# Identifying a VT Castings stove



## Menachem (Nov 22, 2012)

Hi, 

We recently bought a house with a wood stove and I am trying to identify the model so I can locate a user manual and get started....I looked in all the obvious places but can't seem to locate any more info than its a Defiant and seems to have removable legs??

I also think it may be missing covers in the back but thats a guess form looking at other manuals.

Thanks!


----------



## jharkin (Nov 22, 2012)

Looks likes a Defiant I or IA

Link to manuals.... http://www.fergusonfireplace.com/ferfirdefiantmenu.html


----------



## fbelec (Nov 23, 2012)

doesn't look like it's in bad shape. what's the inside look like? outside just needs a cleaning.


----------



## begreen (Nov 23, 2012)

Given it's age I would at least give it a total cleaning of ash. After vacuuming out the interior I would blow out the secondary passages with a strong blast of compressed air.


----------



## defiant3 (Nov 24, 2012)

Then vacuum the house...


----------



## remkel (Nov 24, 2012)

jharkin said:


> Looks likes a Defiant I or IA
> 
> Link to manuals.... http://www.fergusonfireplace.com/ferfirdefiantmenu.html


Agree....was looking at one just like it at my father's house this morning. Great heater!


----------



## begreen (Nov 24, 2012)

defiant3 said:


> Then vacuum the house...


 
LOL, yes, do this outside for sure.


----------



## peakbagger (Nov 25, 2012)

Open up the front doors and look at the back of the stove, there should be date cast into the fireback with some sort of fan shaped decoration. if the fireback has a horizontal seam running right to left about halfway up, its Defiant 1A or a modified 1. If it has a full piece fireback with no seam its definitely a Defiant 1. Most if not all Defiant 1s were modified to the two piece fire back as single piece would warp and screw up the secondary burn system. If you find one with a one piece fireback that is not warped its a very rare underused stove.

Parts are still available and rebuilding them isnt hard but messy. If you have good draft in the chimney, its worth getting the secondary air working, but even when run with the top damper open they still throw out a lot of heat.

One thing to be aware is that they dont take kindly to be filled up with wood and then have the air shut off. They can and will backpuff to the extent that the cast iron cooling grate will lift up entirely out of the top of the stove.


----------



## Menachem (Nov 26, 2012)

Firstly thanks for the tips. Much appreciated. 

This is my first stove so I know very little at all. When I get back to the house Ill check the back to try and determine exactly which one it is. 

I think I will have someone out to check the stove pipe and clean the chimney - would they clean the stove as well and check the secondary air passages? I burned it once in updraft and it was no problem keeping the whole house warm but it seemed to burn a lot of wood.....
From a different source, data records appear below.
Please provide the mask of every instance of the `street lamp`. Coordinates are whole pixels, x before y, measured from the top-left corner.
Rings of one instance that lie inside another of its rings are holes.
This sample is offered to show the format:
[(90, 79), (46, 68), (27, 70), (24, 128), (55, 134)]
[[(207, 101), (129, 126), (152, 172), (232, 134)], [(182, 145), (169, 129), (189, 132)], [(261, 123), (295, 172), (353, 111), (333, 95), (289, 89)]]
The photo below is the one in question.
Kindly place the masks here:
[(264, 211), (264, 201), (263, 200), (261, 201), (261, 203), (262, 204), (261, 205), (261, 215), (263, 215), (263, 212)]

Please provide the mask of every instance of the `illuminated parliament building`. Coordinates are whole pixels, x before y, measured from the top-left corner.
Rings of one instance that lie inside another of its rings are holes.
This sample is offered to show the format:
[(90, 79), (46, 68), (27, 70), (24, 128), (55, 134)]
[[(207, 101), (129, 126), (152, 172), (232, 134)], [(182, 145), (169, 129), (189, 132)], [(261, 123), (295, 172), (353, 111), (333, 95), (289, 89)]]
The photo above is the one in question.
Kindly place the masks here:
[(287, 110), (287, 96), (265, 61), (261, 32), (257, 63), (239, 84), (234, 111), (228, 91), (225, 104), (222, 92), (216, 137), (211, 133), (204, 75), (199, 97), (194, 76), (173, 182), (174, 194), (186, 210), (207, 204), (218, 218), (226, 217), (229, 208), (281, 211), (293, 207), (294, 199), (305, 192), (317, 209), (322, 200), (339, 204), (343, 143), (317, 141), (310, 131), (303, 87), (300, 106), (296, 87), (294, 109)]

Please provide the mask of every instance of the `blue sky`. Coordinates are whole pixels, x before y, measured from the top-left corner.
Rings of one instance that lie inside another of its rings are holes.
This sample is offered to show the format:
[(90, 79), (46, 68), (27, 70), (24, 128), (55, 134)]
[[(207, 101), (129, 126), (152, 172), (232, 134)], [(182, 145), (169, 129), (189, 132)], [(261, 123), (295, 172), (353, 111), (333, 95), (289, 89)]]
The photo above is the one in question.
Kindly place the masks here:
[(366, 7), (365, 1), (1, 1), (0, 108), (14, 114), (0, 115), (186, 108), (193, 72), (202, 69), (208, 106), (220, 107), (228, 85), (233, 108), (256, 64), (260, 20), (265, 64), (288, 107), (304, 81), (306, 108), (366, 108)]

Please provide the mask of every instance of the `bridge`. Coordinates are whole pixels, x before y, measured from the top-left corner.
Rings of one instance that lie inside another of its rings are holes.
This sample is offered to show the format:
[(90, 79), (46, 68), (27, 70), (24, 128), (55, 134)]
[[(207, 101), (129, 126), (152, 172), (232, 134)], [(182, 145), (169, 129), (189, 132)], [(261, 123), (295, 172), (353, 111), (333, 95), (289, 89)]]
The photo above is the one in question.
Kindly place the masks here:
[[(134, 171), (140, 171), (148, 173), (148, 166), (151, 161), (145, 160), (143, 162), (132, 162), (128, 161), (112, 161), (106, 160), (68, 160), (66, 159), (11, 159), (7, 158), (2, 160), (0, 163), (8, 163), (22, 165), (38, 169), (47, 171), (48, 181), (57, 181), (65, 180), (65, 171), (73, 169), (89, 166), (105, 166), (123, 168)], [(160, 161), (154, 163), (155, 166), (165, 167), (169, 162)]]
Originally I thought I was missing the back cover off the temperature control but now Im not sure if there was something on there or not...


----------



## Menachem (Nov 26, 2012)




----------



## fbelec (Nov 26, 2012)

on my defiant 1 there is no cover over the spring up top. it looks just like yours but with one exception. i have the metal heat shield that covers to whole back side of the stove.


----------



## defiant3 (Nov 28, 2012)

So there would have been a sheet metal cover for the thermostat at one time, but it'll work ok w/o it.

It doesn't matter which Defiant it is, they all work the same way.  When it needs repair, THEN it'll matter .  Who knows, that might be a long long time.  As long as you can control the stove temp. and the damper doesn't start acting wierd, you're probably good to go.  Keep us up to date, and happy heating!


----------



## defiant3 (Nov 28, 2012)

What part of the world do you live in?  Chimney guys might know how to service that stove and they might not.  There are stove people though...


----------



## remkel (Nov 28, 2012)

The positive thing is maintenance on the old VC stoves is relatively easy. They come apart and go back together without too much effort.....unless something is warped.....or something cracks.....or .....or.......or......

My father has been burning in a Defiant since 1979. Still runs like a charm. A little rebuild every few years and runs like new.

You mentioned running it in updraft......it will run fine that way because the flame and gases are not passing through the rear baffles. If you run it with the damper closed and the baffles are plugged with ash, this will cause the fire to smolder. Enjoy that stove!


----------



## harryfatcat (Dec 2, 2012)

I'm rebuilding a 1A right now, nice stove. I wish I could use it myself but my flue is too small.


----------



## harryfatcat (Dec 2, 2012)

I have two copies of the owners manual for a 1A if you can't download one from VC.


----------